If the phoneme is unknown, the break symbol is returned.
- Parameters
phoneme – (str) A phoneme
- Returns
class of the phoneme or break symbol
- get_class_rules_boundary(classes)[source]¶
Get the index of the syllable boundary (EXCRULES or GENRULES).
- Parameters
classes – (str) The class sequence to syllabify
- Returns
(int) boundary index or -1 if it does not match any rule.

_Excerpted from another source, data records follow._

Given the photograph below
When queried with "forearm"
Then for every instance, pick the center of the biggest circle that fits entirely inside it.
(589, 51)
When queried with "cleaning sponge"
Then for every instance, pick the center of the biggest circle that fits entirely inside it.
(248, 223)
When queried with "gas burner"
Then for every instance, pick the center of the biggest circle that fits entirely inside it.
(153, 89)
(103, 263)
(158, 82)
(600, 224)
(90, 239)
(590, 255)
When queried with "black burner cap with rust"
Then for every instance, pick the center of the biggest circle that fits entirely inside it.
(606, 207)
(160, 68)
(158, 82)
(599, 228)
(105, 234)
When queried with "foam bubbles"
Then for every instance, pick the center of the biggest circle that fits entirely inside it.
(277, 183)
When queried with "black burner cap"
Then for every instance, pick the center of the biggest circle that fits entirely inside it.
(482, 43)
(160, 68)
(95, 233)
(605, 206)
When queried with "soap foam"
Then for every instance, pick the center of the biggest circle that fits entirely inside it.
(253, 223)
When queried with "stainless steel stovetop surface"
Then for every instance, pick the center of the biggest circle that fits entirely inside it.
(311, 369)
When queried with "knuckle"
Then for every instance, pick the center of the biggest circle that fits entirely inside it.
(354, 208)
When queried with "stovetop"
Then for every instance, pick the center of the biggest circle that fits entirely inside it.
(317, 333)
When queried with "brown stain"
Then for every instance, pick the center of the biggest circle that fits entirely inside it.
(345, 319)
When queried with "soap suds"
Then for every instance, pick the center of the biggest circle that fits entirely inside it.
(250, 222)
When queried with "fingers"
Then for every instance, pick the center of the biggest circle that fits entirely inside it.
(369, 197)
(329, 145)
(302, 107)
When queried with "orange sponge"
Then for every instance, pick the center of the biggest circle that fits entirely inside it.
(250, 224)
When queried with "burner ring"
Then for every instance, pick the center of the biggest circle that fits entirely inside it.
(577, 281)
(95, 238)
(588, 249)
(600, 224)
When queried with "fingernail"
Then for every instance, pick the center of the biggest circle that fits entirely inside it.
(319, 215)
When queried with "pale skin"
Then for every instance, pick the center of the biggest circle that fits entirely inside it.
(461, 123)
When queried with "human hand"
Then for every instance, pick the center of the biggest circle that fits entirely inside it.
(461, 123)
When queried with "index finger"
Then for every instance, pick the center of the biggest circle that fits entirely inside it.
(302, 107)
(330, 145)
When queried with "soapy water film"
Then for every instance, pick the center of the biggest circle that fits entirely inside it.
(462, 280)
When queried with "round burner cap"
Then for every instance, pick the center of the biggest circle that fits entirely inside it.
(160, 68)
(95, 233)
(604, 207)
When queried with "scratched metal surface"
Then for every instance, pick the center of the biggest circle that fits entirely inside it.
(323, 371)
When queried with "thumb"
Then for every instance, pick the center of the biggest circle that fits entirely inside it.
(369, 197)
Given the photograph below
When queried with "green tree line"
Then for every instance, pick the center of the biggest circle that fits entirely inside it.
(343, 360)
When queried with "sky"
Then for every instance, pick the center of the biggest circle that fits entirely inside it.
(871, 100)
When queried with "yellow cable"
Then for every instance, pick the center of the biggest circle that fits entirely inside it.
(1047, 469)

- get_gap(phonemes)[source]¶
Return the shift to apply (OTHRULES).
- Parameters
phonemes – (str) Phonemes to syllabify
- Returns
(int) boundary shift
- class annotations.Syll.Syllabifier(rules_filename=None)[source]¶
Bases:
object
Syllabification of a sequence of phonemes.
- __init__(rules_filename=None)[source]¶
Create a new Syllabifier instance.
Load rules from a text file, depending on the language and phonemes encoding. See documentation for details about this file.
- Parameters
rules_filename – (str) Name of the file with the list of rules.
- annotate(phonemes)[source]¶
Return the syllable boundaries of a sequence of phonemes.
>>> phonemes = ['a', 'p', 's', 'k', 'm', 'w', 'a'] >>> Syllabifier("fra-config-file").annotate(phonemes) >>> [(0, 3), (4, 6)]
- Parameters
phonemes – (list)
- Returns
list of tuples (begin index, end index)
- classes_phonetized(phonetized_syllable)[source]¶
Return the classes of a phonetized syllable.
>>> syllable = "a-p-s-k" >>> syllabifier.classes_phonetized(syllable) >>> "V-P-F-P"
- static phonetize_syllables(phonemes, syllables)[source]¶
Return the phonetized sequence of syllables.
>>> phonemes = ['a', 'p', 's', 'k', 'm', 'w', 'a'] >>> syllables = Syllabifier("fra-config-file").annotate(phonemes) >>> Syllabifier.phonetize_syllables(phonemes, syllables) >>> "a-p-s-k.m-w-a"
- Parameters
phonemes – (list) List of phonemes
syllables – list of tuples (begin index, end index)
- Returns
(str) String representing the syllables segmentation
- class annotations.Syll.sppasSyll(log=None)[source]¶
Bases:
annotations.baseannot.sppasBaseAnnotation
SPPAS integration of the automatic syllabification annotation.
- __init__(log=None)[source]¶
Create a new sppasSyll instance with only the general rules.
Log is used for a better communication of the annotation process and its results. If None, logs are redirected to the default logging system.
- Parameters
log – (sppasLog) Human-readable logs.
- convert(phonemes, intervals=None)[source]¶
Syllabify labels of a time-aligned phones tier.
- Parameters
phonemes – (sppasTier) time-aligned phonemes tier
intervals – (sppasTier)
- Returns
(sppasTier)
- fix_options(options)[source]¶
Fix all options.
Available options are:
usesintervals
usesphons
tiername
createclasses
createstructures
- Parameters
options – (sppasOption)
- get_inputs(input_files)[source]¶
Return the the tier with aligned tokens.
- Parameters
input_files – (list)
- Raise
NoTierInputError
- Returns
(sppasTier)
- load_resources(config_filename, **kwargs)[source]¶
Fix the syllabification rules from a configuration file.
- Parameters
config_filename – Name of the configuration file with the rules
- make_classes(syllables)[source]¶
Create the tier with syllable classes.
- Parameters
syllables – (sppasTier)
- run(input_files, output=None)[source]¶
Run the automatic annotation process on an input.
- Parameters
input_files – (list of str) Time-aligned phonemes
output – (str) the output file name
- Returns
(sppasTranscription)
- set_create_tier_classes(create=True)[source]¶
Fix the createclasses option.
- Parameters
create – (bool)
- set_usesintervals(mode)[source]¶
Fix the usesintervals option.
- Parameters
mode – (bool) If mode is set to True, the syllabification
operates inside specific (given) intervals.